She paled, and then flushed to her temples. She cast her eyes down, and seemed to be struggling for self-control. He did not offer to touch her, although his throat contracted with the intensity of his effort to maintain his outward calm. Then she looked up with a smile light and cold.

“We are not called upon to play Filippo and Lucretia in reversed parts,” she said. “I am not trying to tempt you away from your calling. Wouldn’t it be better to talk about the weather?”

He was unable to answer her, but sat staring with hot eyes into her face, feeling its beauty like a pain.

“It has been very cold for the season during the past week,” she went on.

“Miss Morison,” he retorted hotly, “I had no right to say that, but you needn’t insult me. It is cruel enough as it is.”

Her face softened a little, but she ignored his words.

“Tell me,” she remarked, as if more personal subjects had not come into the conversation, “what are the chances of the election? I hear so many things said that I have ceased to have any clear ideas on the subject at all.”

Maurice sat upright, throwing back his shoulders. This girl should not get the better of him. He lifted his head, his nostrils distending.

“It is too soon to speak with certainty,” he responded; “but it is in regard to that that I came–that I was sent to see you this afternoon. We are under vows of obedience at the Clergy House.”

He said this defiantly, fancying he saw in her face a smile at the idea of his servitude.

“You will regard what I say as the words of a messenger.”

“All?” she interrupted.

He flushed with confusion, but he was determined that he would not again lose control of himself.

“All that I _shall_ say,” he responded. “What I have said is to be forgotten.”

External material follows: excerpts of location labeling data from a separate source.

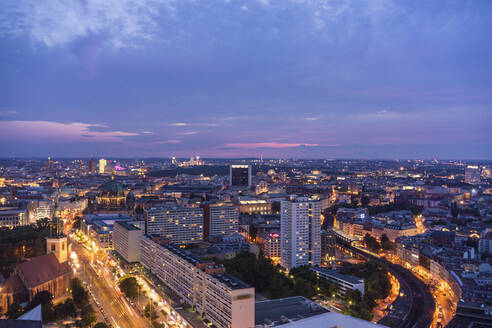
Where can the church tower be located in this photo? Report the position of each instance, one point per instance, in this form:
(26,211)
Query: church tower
(56,242)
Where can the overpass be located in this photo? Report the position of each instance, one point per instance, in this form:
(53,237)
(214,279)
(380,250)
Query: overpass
(422,307)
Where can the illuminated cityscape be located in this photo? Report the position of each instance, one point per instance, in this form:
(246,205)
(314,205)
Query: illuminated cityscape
(246,164)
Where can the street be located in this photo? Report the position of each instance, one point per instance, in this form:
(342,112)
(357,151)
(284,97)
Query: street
(117,310)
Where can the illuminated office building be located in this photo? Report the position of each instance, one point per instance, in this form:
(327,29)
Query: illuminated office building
(217,296)
(472,174)
(181,225)
(102,165)
(240,175)
(220,220)
(300,238)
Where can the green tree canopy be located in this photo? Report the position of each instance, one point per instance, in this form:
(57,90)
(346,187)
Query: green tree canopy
(129,287)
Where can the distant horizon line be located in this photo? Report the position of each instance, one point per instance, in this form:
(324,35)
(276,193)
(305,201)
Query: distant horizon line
(244,158)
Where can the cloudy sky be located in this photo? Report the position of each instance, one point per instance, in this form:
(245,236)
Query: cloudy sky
(230,78)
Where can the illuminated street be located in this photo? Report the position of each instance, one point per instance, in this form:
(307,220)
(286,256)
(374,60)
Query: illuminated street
(119,312)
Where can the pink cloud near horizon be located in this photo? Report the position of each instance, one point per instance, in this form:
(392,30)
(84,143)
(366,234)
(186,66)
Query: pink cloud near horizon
(60,132)
(256,145)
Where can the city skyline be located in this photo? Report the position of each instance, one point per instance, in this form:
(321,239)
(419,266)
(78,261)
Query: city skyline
(225,79)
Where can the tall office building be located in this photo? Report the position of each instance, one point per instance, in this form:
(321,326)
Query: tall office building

“By me or by you?” she asked, dimpling into a smile so provoking that he had to look away from her or he should have given in.

“By you,” was his reply; but he could not help adding under his breath: “If you wish to forget it.”

She laughed outright.

“I will consider the matter. But this errand from the powers that be at the Clergy House; I am curious about that.”

“You will remember,” he urged, his face falling, “that it is only a message for which I have no responsibility.”

“Certainly; although you would of course bring no message of which you didn’t approve.”

“I am not asked whether I approve or disapprove. It is the decision of the Father Superior that it should be said; and that is the whole of it.”

“Well,” she inquired, as he paused, unable to go on, “after this tremendous preamble, what is it?”

It seemed to Maurice that he could not say it; but he cleared his throat, and forced himself to look her in the face.

“It has to do with your inheritance of the–your inheritance through Mrs. Frostwinch.”

“My inheritance? What do you mean?” she demanded, suddenly becoming grave.

As briefly as possible he explained to her the errand which had been given to him. He could see indignation gathering in her look.

“But who has told Father Frontford that Mrs. Frostwinch is so ill?” she broke out at last. “Cousin Anna is not so well since she came from the South, but that is all. It is shameful to be speculating on her death and disposing of her property as if she were buried already! I wonder at you!”

Wynne smiled bitterly.

“I have already said that I had nothing whatever to do with the matter,” he answered.

“You had no right to come to me with such a message. It puts me in the position of waiting for her death! Oh, it’s an insult! It’s an insult to me and to Cousin Anna! What will she think?”

“She will think nothing,” he said, roused by a sense of her injustice, “because she will never know.”

“Why will she not?”

“Because if it is cruel for me to say a thing which harms nobody except me for bringing the message, it would be a thousand times more cruel for you to tell your cousin that her death was counted on.”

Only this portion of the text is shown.